While the task force represents the most forceful U.S. response to cyberattacks, it’s certainly not the first one. The U.S. Cybersecurity and Infrastructure Security Agency released a ransomware guide in September with the Multi-State Information Sharing and Analysis Center (MS-ISAC) that includes industry best practices and a checklist for crafting cyber incident response plans.
CISA also rolled out the Reduce the Risk of Ransomware Campaign in January to “raise awareness and instigate actions to combat this ongoing and evolving threat,” and published a fact sheet dubbed Rising Ransomware Threat to Operational Technology Assets, which provides information on the rising risk of ransomware and recommended actions to reduce the risk.
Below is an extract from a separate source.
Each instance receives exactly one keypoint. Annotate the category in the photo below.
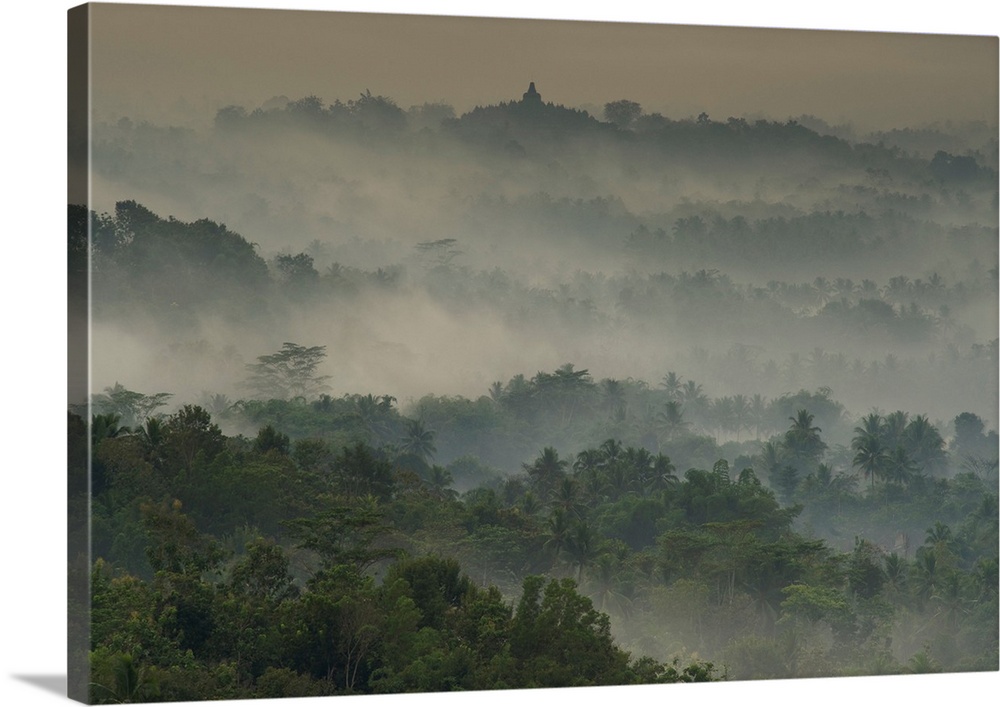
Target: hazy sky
(147, 58)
The agency will launch an interagency website that will help it collect and synthesize information from other federal groups. The Treasury Department’s Financial Crimes Enforcement Network (FinCEN) will host a virtual conference on ransomware next month, and the State Department’s Rewards for Justice effort will offer cash payments for tips that lead to the arrest of ransomware perpetrators.
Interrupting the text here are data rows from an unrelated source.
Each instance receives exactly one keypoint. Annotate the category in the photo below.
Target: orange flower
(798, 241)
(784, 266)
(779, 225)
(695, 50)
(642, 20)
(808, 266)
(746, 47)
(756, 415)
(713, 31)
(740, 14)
Meanwhile, a bipartisan group of U.S. senators will soon introduce legislation that requires companies, including critical infrastructure organizations, to report hacks to the government. The House Homeland Security Committee is also working on a similar bill.
“Vladimir Putin understands power, and he understands risk,” said Sen. Angus King (I-Maine), “and he has to understand that this kind of conduct by the Russian state is unacceptable and will entail costs.”
The task force answers the call for federal action from U.S. lawmakers in recent weeks following ransomware attacks on the Colonial Pipeline, a key East Coast fuel supplier, and JBS, one of the country’s largest meat suppliers. IT software vendor Kaseya was also targeted in a ransomware attack this month that impacted hundreds of companies.
Beyond Big Business
High-profile hacks, of course, aren’t just the domain of the business world. CNBC reported last month that cybercriminals have been planting “mining malware” in certain video games to get access to cryptocurrencies.
Once installed, the malware — dubbed “Crackonosh” — uses the computer’s processing power to mine for the digital currency, generating $2 million in Moreno in the last three years. About 220,000 global users have been infected so far, mostly in Brazil, India, the Philippines and the U.S.
Hackers are also increasingly focused on the healthcare space, ValidDatum CEO Daryl Crockett told PYMNTS. She said health records are worth 10 to 100 times more than a credit record, and noted that the stolen patient information can be used to create falsified health IDs.
“Today, a lot of healthcare systems are being attacked by ransomware,” Crockett said, before pointing out that “there’s a massive urgency to get those systems up and running as soon as possible, because patients could literally be dying without access to their information.”
Crockett noted that cyberinsurance policies are becoming less valuable as insurers figure out new ways to avoid paying claims unless the holder proves it did everything possible to put itself in what lawyers would call a “defensible position.”
Large healthcare networks remain the primary target for ransomware hacks, but cybercriminals are increasingly using bots and artificial intelligence (AI) to target large swaths of names and information at small and medium-sized facilities, “knowing they’ll only get some of them,” said Crockett.
Even before the REvil plot against Kasey, Crockett noted that state-sponsored terrorists have been “even more disturbing,” and are becoming increasingly troublesome foes to healthcare data security — especially mercenary cybergroups that gather hackers for a specific mission or campaign, such as attacks on healthcare facilities and hospital networks. “We’re not dealing with the same scenario we were even a year ago,” she said.
According to the Department of Health and Human Services, there were 82 ransomware incidents across the global health sector this year through May 25.